Under the condition of stirring, silica gel, aluminum sulfate, NaOH, deionized water and Silicalite-1 liquid crystal seeds are added into a reaction kettle according to the following proportion in a certain order. The raw materials are in proportion (molar composition): SiO 2₂/Al₂O₃＝80，Na₂O/SiO₂＝0.20，H₂O/SiO₂＝50，Seed/SiO₂8 wt.% methanol/SiO₂2.00. Dynamic crystallization is carried out for 36 hours at 80 ℃; the reaction was quenched with tap water and then TPAOH solution and TPABr (TPA) were added⁺/SiO₂0.15), crystallizing at 170 ℃ for 36 hours, cooling to room temperature, washing to be neutral by deionized water, and drying at 120 ℃ overnight to obtain molecular sieve raw powder which is marked as sample No. 5.

Example 6

XRD testing of samples # 1-5, exemplified by sample # 1, and FIG. 1 is the powder X-ray diffraction pattern of sample # 1, showing that this sample has a typical MFI topology.

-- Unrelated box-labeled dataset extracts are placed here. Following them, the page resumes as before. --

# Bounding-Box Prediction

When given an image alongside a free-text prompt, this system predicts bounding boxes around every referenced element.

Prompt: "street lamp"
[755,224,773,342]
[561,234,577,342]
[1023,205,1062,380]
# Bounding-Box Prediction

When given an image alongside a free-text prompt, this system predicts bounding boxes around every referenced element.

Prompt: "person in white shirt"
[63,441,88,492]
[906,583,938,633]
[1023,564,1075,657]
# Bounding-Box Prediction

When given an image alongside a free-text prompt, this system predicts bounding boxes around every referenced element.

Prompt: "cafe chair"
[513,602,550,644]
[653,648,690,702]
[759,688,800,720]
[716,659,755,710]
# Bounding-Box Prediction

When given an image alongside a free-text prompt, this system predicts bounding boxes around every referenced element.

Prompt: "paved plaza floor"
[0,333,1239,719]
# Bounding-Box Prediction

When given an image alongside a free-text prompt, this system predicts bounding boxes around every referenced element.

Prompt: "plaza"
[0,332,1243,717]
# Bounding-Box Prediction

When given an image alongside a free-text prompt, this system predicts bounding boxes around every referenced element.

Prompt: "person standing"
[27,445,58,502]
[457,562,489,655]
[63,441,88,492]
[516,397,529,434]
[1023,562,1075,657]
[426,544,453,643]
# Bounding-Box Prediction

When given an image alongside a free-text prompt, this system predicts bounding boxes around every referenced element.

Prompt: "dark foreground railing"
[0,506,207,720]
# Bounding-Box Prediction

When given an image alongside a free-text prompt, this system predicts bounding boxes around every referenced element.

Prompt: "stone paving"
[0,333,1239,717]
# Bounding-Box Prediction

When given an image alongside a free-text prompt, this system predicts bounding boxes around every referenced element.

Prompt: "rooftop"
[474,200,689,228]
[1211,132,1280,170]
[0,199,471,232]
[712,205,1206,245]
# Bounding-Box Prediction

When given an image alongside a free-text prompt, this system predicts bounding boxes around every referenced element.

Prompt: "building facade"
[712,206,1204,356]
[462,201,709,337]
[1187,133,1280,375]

The XRD patterns of samples 2-5# are similar to that of sample 1 #.

Example 7

Transmission electron microscopy analysis was performed on samples 1 to 5# using sample 1# as an example, fig. 2 is a TEM image of sample 1#, fig. (a) is a high magnification transmission electron microscopy image, and fig. (b) is a low magnification transmission electron microscopy image, which shows that it has an obvious hollow structure between the core layer and the shell layer. FIG. 3 is a transmission electron micrograph of sample # 1 to # 3, wherein FIG. (a) is a transmission electron micrograph of sample # 1, FIG. (b) is a transmission electron micrograph of sample # 2, and FIG. (c) is a transmission electron micrograph of sample # 3. It can be seen that the TEM results show that it has an "eye-like" hollow zeolite structure; the grain size is 0.1 to 3 μm.

Although the present application has been described with reference to a few embodiments, it should be understood that various changes, substitutions and alterations can be made herein without departing from the spirit and scope of the application as defined by the appended claims.